- Directed by: Michael Polish
- Written by: Amy Kolquist Mike Le
- Produced by: Jarod Becker Charles Arthur Berg Kate Bosworth Eric Brenner Lee Broda Aleks de Carvalho Erik Fleming Grant Guthrie Phillip Stewart Halpern Richard Halpern Sydney Holland Lucas Jarach Michael Kay Corey Large Mike Le Alan Pao Jacob Pechenik Gary Preisler Jason Price Jeff Rice
- Starring: Kate Bosworth Wes Bentley
- Cinematography: Jayson Crothers
- Edited by: Timothy Alverson
- Music by: Aleks de Carvalho
- Production companies: Infra-Red Pictures Jeff Rice Films No Mystery Media Rich Hippie Productions Wiretap Films
- Distributed by: XLrator Media
- Release date: December 14, 2014;
- Running time: 90 minutes
- Country: United States
- Language: English

= Amnesiac (film) =

Amnesiac (released in the United Kingdom as Unconscious) is a 2014 American mystery film directed by Michael Polish and written by Mike Le and Amy Kolquist.

==Plot==
The film begins with a family of three traveling along a highway. The scene ends with a child screaming, and the man (Wes Bentley) is seen resting in a bed, in a large room, attached to hospital equipment. The woman (Kate Bosworth) visits him dressed in formal business attire, which is a frequently re-occurring theme in the film.

The man is shown to become suspicious of the woman, who claims to be his wife. When she leaves to conduct errands, the man explores the house. After leafing through a photo album, he searches the basement where he finds a film projector, medical tools, anatomy charts and books, and a corpse hidden in a cabinet. He confronts the woman when she returns home, who explains that the corpse is her first husband before knocking the man unconscious and drugging him.

The man wakes up restrained to a bed, his captor being the woman. She administers shock treatment, telling him that he must provide a family for her if he wishes the ordeal to end. When asked why the photo album contains no photographs of the woman or of her late husband, the two become involved in a physical confrontation. He attempts to subdue her, but is in turn subdued when hit with a nearby vase. He is restrained, but escapes briefly before being knocked unconscious. A visiting postman is killed by the woman who pushes the body into the basement. A detective assigns an officer to investigate a report regarding a missing man, who is the mailman.

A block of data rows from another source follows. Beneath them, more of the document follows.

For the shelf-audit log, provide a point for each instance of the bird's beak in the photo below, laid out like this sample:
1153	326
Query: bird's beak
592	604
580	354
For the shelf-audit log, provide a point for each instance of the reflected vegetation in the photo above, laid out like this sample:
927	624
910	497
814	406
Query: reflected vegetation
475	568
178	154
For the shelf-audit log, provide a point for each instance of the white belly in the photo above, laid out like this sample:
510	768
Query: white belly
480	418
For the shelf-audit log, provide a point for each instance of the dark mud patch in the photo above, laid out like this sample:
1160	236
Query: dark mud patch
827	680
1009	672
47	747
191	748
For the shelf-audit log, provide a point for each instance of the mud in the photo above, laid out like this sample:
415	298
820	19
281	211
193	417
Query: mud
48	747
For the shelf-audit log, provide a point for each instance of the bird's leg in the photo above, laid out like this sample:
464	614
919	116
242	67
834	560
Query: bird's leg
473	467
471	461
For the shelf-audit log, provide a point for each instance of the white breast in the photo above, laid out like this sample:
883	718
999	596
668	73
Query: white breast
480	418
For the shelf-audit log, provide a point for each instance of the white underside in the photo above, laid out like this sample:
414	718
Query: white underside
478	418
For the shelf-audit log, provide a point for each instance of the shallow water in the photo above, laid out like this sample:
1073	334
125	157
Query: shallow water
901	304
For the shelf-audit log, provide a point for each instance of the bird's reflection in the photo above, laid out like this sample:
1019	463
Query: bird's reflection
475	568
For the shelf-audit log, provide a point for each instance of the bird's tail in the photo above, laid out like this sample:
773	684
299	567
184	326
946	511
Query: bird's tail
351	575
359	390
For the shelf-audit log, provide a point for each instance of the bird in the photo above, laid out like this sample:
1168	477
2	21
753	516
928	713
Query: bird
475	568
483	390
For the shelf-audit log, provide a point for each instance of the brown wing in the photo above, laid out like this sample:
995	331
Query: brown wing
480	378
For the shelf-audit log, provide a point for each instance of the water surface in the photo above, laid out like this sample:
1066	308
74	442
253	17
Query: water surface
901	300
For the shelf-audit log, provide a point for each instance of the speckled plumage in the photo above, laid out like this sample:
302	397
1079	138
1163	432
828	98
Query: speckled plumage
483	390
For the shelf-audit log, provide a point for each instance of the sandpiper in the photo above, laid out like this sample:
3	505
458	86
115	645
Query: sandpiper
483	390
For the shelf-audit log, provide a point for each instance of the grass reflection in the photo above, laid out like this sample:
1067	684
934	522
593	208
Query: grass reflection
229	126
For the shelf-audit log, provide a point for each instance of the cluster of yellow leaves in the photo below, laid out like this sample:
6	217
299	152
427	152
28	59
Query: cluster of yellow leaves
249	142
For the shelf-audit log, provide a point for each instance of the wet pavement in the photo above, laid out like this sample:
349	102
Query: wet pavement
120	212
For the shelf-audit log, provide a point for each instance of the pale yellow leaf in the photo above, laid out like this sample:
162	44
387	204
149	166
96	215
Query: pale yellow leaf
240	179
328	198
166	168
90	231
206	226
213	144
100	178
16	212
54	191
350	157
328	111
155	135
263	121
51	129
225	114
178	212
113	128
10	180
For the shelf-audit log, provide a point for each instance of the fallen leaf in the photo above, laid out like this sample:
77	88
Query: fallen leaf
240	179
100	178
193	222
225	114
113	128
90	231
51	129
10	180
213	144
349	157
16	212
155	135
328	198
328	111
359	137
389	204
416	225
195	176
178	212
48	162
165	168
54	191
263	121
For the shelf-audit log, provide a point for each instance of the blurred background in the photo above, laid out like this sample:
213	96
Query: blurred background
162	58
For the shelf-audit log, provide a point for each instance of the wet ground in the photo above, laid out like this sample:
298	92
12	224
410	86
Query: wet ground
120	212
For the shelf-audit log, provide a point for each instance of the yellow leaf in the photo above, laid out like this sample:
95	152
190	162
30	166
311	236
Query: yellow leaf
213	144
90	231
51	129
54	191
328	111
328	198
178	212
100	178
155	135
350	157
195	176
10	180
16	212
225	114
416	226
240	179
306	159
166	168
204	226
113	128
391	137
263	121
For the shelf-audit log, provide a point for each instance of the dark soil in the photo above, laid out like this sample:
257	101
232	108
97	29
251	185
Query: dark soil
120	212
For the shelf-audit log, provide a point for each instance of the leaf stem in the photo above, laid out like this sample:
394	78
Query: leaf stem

While the woman dismembers the postman downstairs, the female officer comes to the door. She attempts to gain entry to the premises, and is promptly killed by the woman. It is at this point that the male detective begins investigating the premises himself.

The man asks about the little girl he sees in brief memory flashbacks. The woman reveals a little girl in a cage and claims she is their daughter Audrey. When released, Audrey grabs a knife and attacks the woman. However, the woman renders Audrey unconscious and puts her in a bathtub.

The detective shows up at the front door, interrupting the woman as she prepares to perform a lobotomy on the man. After sending the detective away, she goes to drown Audrey in the bathtub. The man breaks free and renders his captor unconscious with the lid of the toilet, but collapses on the floor whilst the girl escapes from the house.

He wakes in a hospital bed, where he is interviewed by the detective. On asking about the girl thought to be his daughter, it is revealed that she is actually the daughter of Mason Williams. Both the man and woman willfully kidnapped Audrey hoping that the ransom money would pay for the woman’s fertility treatments. The man claims that the woman killed all of the people discovered in the house, but the detective reveals that she was never found.

Dressed as a nurse, the woman infiltrates the hospital and euthanizes the man.

==Cast==
- Kate Bosworth as Woman
- Wes Bentley as Man
- Olivia Rose Keegan as Audrey
- Shashawnee Hall as Detective
- Richard Riehle as Postman
- Patrick Bauchau as Doctor
- Mia Barron as Officer Rogers

==Production==
The film was produced under the working title Unconscious. This title was also used for the film's UK release.

==Reception==
The film received a rating of 27% on review aggregator Rotten Tomatoes based on 15 reviews.